ツヅリは初代に思いを馳せながら、人生論を論じた論文を手にとる。
「やはりそういう系統が必要か」
「ええ、次にミカと会うとき、きっともっと言葉が必要になると思うんです。行動で証明できたらよかったんですけど、あまりに時間がかかりすぎますからね」
「なら、芸術論やその作品も用意しよう」
あまりピンと来ていない様子のツヅリに女神は自嘲の声をこぼす。
「その様子を見ていると、自分の選択は間違いだったようにも感じるな」
「たしかに作品は多くなかったですが、知っていますよ」
「いや、出回っていたのは私の時代よりも前のものだけだろう。古典もいいが、そのときの空気を反映した新作も世界には必要だと思ったんだ。しかし、コミュニティは衝動、つまり感情を調整する必要があったために、日曜大工的に創作をしてもコミュニティ全体で発表してあとの時代に残るような作品は生まれていない」
「本屋にあるのももっぱら参考書のようなものでしたね」
「なら、あまり小説やマンガといったものにも触れていないだろう。絵画や音楽も楽しむどころではなかったはずだ」
「言われてみれば、歴史の出来事の名前と年号を覚えているような、そのくらいかもしれないです」
「なら、論文で自分の言葉を補強するよりも、作品を楽しんだほうがいいだろう。人類が誕生してから生まれてきた作品たちは論文の論理よりも雄弁に世界を生きて語っている」
ロボットは資料室から抜けて、より広い空間により多くの本が収められた部屋へ案内する。部屋のプレートには図書室と書かれていた。

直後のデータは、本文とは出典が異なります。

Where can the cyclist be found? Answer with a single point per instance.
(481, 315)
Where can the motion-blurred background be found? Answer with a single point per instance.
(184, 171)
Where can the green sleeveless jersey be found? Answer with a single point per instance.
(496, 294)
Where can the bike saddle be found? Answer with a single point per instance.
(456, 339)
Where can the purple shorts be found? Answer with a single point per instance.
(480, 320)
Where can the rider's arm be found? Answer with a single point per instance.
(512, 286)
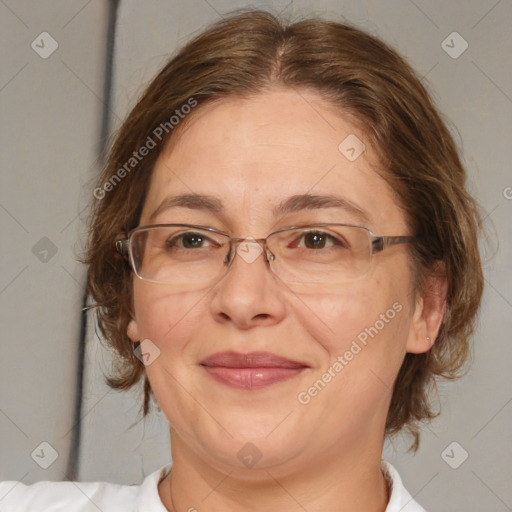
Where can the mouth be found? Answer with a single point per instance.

「はまってしまうと時間を忘れてしまうだろうから、定期的に声をかける」
そう言って、ロボットは部屋の隅に収まる。
「とはいえども、何から手にすればいいのか」
ツヅリの言葉に反応するものはいなかった。しかたがなく、図書室を一通り見てまわることにしたが、見ただけで理解ができるタイトルがあれば、理解できないタイトルもあった。
イラストがかわいらしい表紙や胸がドキドキするような表紙の本もある。同じタイトルでナンバリングがされている本の並びもあった。
これがシリーズものか、とツヅリはそのうちの一冊を手にとった。なんとなく、目を惹くタイトルだった。
読み進めていくと、立ち読みでは辛くなってきたのか地べたに座り、読みはじめる。
数時間がすぎる頃には、最初に手にとったシリーズを読破し、次の作品を求めて徘徊するゾンビが誕生していた。
「やはりこうなったか」
ロボットが近寄って、声をかける。
「すみません、ちょっと面白すぎました」
「息抜きにもなっているだろうから、よかったよ」
「いや、僕に妹はいないんですけど、情緒不安定な妹がやりたいことを全力で支える兄と、兄にも全力で楽しむことができるものが見つかってほしいと願う妹の話でしたが、とても胸が熱くなりました、兄が働く本屋の店長さんも、兄妹の両親も暖かく見守っていて。それ以上に、妹のファンを名乗る不審者には笑いました。妹の創作活動のファンということですが、妹の作品に出てくる男のキャラクターは兄をモチーフにしていることを見抜いたと思えば、妹の活動を支えるために一緒に行動していた兄に惚れる展開は怒涛でしたね。ファンの妹もだいぶおかしなキャラクターでしたが、最後は本屋の店長さん、兄妹の両親、ファンの不審者と妹が兄のために力を尽くすシーンはずっと手に汗をにぎっていました」
本当に楽しそうに語るツヅリに、ロボットを通じて会話をしていた女神は固まっていた。
「女神様?」
「いや、ライトノベルはハマると怖いと聞いていたが、ここまでとは思わなかった」
「あ、すみません」
「謝る必要はない。そもそも楽しんでもらうために案内したのだから、本望だよ」
「それで、次はどうすれば」
「この著者の本はまだあったと思うから、案内しよう」
「ありがとうございます」
ロボットに案内されたツヅリは、ライトノベルの世界に旅立った。
読み終えては語っていくツヅリに女神は若干どころかだいぶ引いていたが、ロボットを通じてのためか気取られずにいた。そのせいで、余計にツヅリの語りがヒートアップしていたが、止める術を女神は持たなかった。